Under more scrutiny it starts to look like an interactive exercise DVD; demonstrating movements, gauging successes and offering hints and feedback for better balance and posture.
With further play, Wii Fit's many successes and one or two shortcomings become apparent. Setting your own goals becomes compulsive, ensuring you'll be back time and time again, be it for a few minutes or entire hours.
Wii Fit makes exercising fun, much more so than going for a run or heading down the gym. It's also social. You can set up to four Miis to train alongside each other in Wii Fit's Virtual Plaza, with a colour-coded graph charting your progress. By using Body Mass Index (BMI - height versus weight) Nintendo has opted for the tried and tested way to determine ideal weight range. You stand on the board, input your details, get weighed (factoring in clothing), find out if you're underweight, ideal, overweight or obese, pick a game and go for glory.
You compete with others. You challenge yourself. That's Wii Fit's greatest achievement, giving everyone from kids and casual-playing parents to exercise obsessives and many others, the context to burn calories or build muscle with fun regular activity.
But where Wii Fit's strengths are, also lay it's weakness, that same everyman approach of offering upwards of forty mini-games means it's a very accessible, dip-in, dip-out affair, which lacks the structure you'd expect from a product purporting to help tone, shape and train your body.
Wii Fit does provide a virtual trainer, who will take you through the more serious yoga and muscle workouts and act as a mirror image while you try them for yourself. They'll also tell you which exercise tone which parts of your body, and upon finishing one will advise you to attempt another that's complimentary. For example, Finished the Warrior yoga pose? How about Lunge muscle workout too? So in that sense, Wii Fit is really beneficial.
Once again a strength becomes an Achilles' Heel as there's no training regimen. It's open ended, with no handholding. You have to set your own goals, Wii Fit won't design a plan for you, advising which workouts to do within a given timescale, which in all fairness is something a Personal Trainer would offer.

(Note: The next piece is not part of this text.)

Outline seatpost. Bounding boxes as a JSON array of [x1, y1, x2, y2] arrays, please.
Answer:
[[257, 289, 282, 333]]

So to that end, Wii Fit should be regarded more as a compliment to regular exercise, or a launchpad to it, rather than a full replacement. Wii Fit favours the casual player; the
Yoga-friendly Mum; the under active office worker with a few hours to kill on evenings; the Redknap family from the ads. If that's you, then Wii Fit will be great value.
It is great fun, very inventive and when played together it's the ultimate take-turns novelty party game; guaranteed to get laughs whilst someone gyrates madly playing hula hoop, or falls flat on their face doing press-ups. Jogging doesn't even use the board; you run with the Wii-mote in your pocket, and can be done with a friend. And succeeding at exercises not only gives harder versions of them, but gives you time in the Fitpiggy - Wii Fit's piggy bank which unlocks new mini-games the more you play. So you get a pleasing sense of progress and achievement.
Wii Fit has truly stamped its mark on the gaming world since its release and the balance board has become a much used peripheral within many recent releases ? as concepts go Nintendo has not only spotted the gap in the market and executed a stylish clean white design and easy to use fitness device, that not only enables you to use more of your body to be part of an incredibly immersive gaming experience but a wonderful tool to assist you in keeping fit, albeit not a total replacement for a out of living room fitness regime.